Still, it worked for Lou Reed...

The idea was funny, although I have to admit, it struck me as kind of desperate, and I've a feeling Le Lu\Lus - as they were by that point - also turned up on Tomorrow's World or some similar show demonstrating a new species of synthesizer or something. The sad thing was that whilst this lent Le Lu\Lus a certain desperation, or so it seemed from where I was stood, the fact was that they were actually pretty fucking great at one time, and definitely deserving of a wider audience.

I base this on Operating on Specific Cues which was released as  a C50 on the vaguely upmarket Unlikely Records tape label. Le Lu\Lus were sort of like how Severed Heads would have sounded if they'd tried to turn themselves into Bananarama, providing you factor the bored woman singing along to the radio in a launderette in Neasden out of the equation, that being what Banananaramamama always sounded like to me. Le Lu\Lus appeared to make use of sampling before anyone cheaper than Michael Jackson could afford to indulge, which I'm fairly sure must have been a whole load of boffinesque manipulation of taped sounds - screams, calls of the jungle and so on - to which I presume the title was a reference. Combining this with some impressive studio jiggery pokery, they spent about six months of 1985 sounding roughly fifteen years in advance of their time. Of course, they could have pulled on combat boots and pretended to be futuristic robots like every other fucker who ever bought a Front 242 record, but Operating on Specific Cues never wanted to be anything but the world's most fantastic pop album - sort of like the Archies of 2099. The songs are touching, funny, and silly without so much as a raised brow in sight, invoking The Jetsons, a sort of Edgar Rice Burroughs version of animal passion, and all that other stuff that was far too uncool for the likes of Sigue Sigue Sputnik.

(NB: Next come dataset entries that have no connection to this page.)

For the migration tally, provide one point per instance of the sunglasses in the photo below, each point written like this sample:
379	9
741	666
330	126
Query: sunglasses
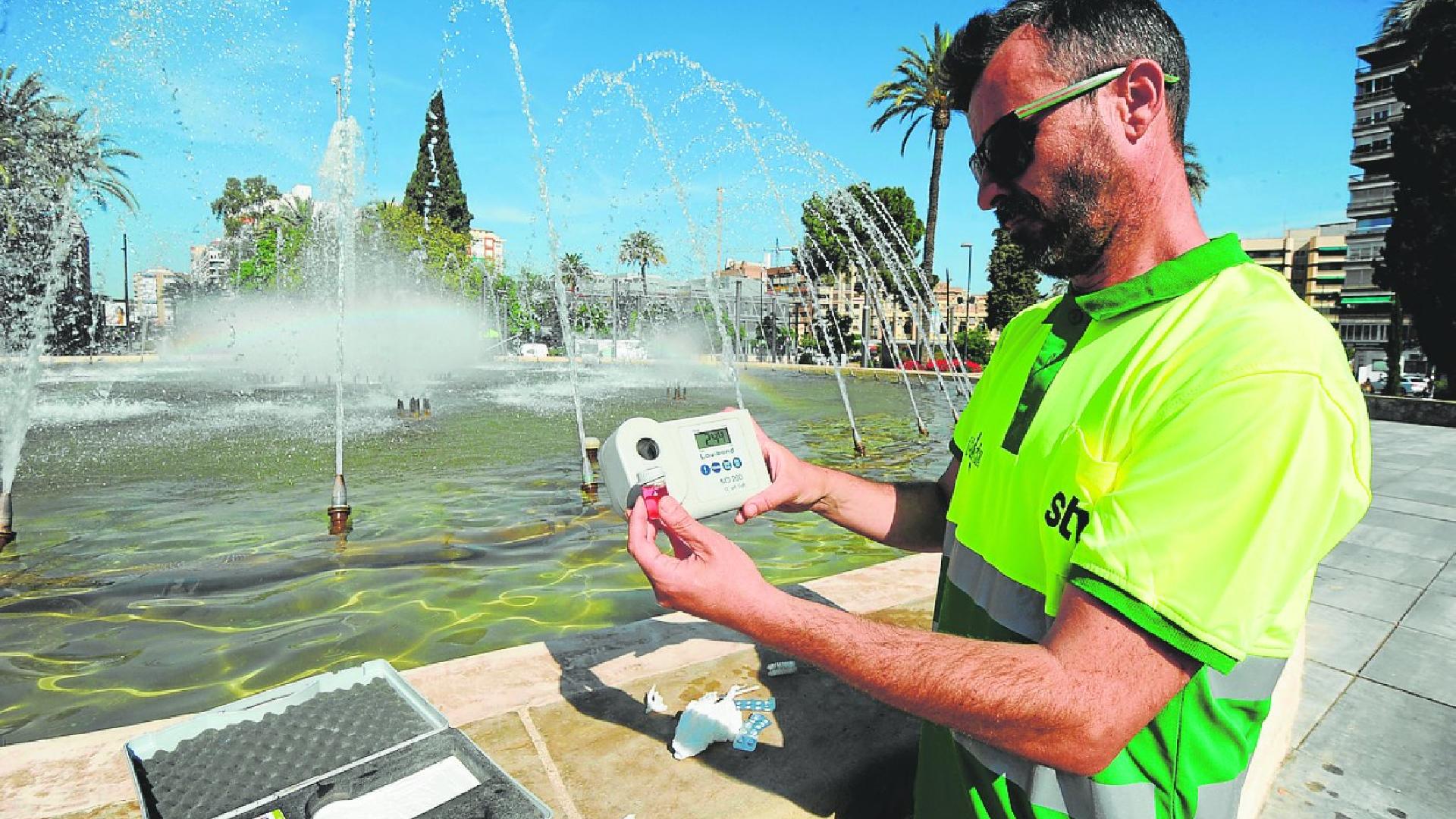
1006	149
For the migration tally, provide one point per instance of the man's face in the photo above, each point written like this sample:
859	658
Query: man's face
1056	210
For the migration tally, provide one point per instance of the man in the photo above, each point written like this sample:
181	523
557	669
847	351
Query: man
1141	488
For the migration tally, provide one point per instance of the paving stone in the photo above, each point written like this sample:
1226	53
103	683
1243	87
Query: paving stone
1362	594
1405	534
1323	687
1378	752
1417	662
120	811
1435	614
506	742
1343	640
1382	563
1420	504
1446	580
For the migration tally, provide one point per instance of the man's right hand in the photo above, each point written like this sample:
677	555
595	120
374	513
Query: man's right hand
797	484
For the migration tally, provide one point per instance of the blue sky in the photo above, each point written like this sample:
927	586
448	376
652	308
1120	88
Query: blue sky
209	89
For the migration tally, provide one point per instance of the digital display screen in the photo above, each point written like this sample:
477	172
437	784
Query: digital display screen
712	438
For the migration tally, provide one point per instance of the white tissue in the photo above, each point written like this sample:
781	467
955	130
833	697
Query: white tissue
654	701
707	720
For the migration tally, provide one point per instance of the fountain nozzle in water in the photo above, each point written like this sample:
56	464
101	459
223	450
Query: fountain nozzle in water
6	519
341	509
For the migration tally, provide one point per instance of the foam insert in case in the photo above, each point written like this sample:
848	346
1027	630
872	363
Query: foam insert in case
360	733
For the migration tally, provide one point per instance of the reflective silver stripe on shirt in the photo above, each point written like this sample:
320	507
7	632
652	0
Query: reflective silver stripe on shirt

With song titles like Chocolate Banana, Spaceman Bassman, and Asteroid Chicane, it may seem difficult to believe Le Lu\Lus weren't some sort of precursor to whichever demons were responsible for Barbie Girl, but they really weren't. In part this was thanks to Denny Gibson having such a great and quite distinctive voice, and in part to the strength of the songs shining through despite being dressed as extras from Santa Claus Conquers the Martians.

It is of course wonderful that Vinyl-on-Demand should have seen fit to reissue the humble ferric oxide as big beautiful slabs of plastic, although to briefly complain that my free Rolls Royce is not quite the colour I would have liked, I sort of wish they had just done a straight reissue with the same tracks, possibly as a single album. This collection, wonderful as it is, shuffles the contents of the tape in with other marginally later material, at least some of which sounds like the band had got hold of a proper sampler, which unfortunately seems to have meant they suddenly sounded like everyone else.

Still, it's nice to see this stuff at last granted some sort of recognition.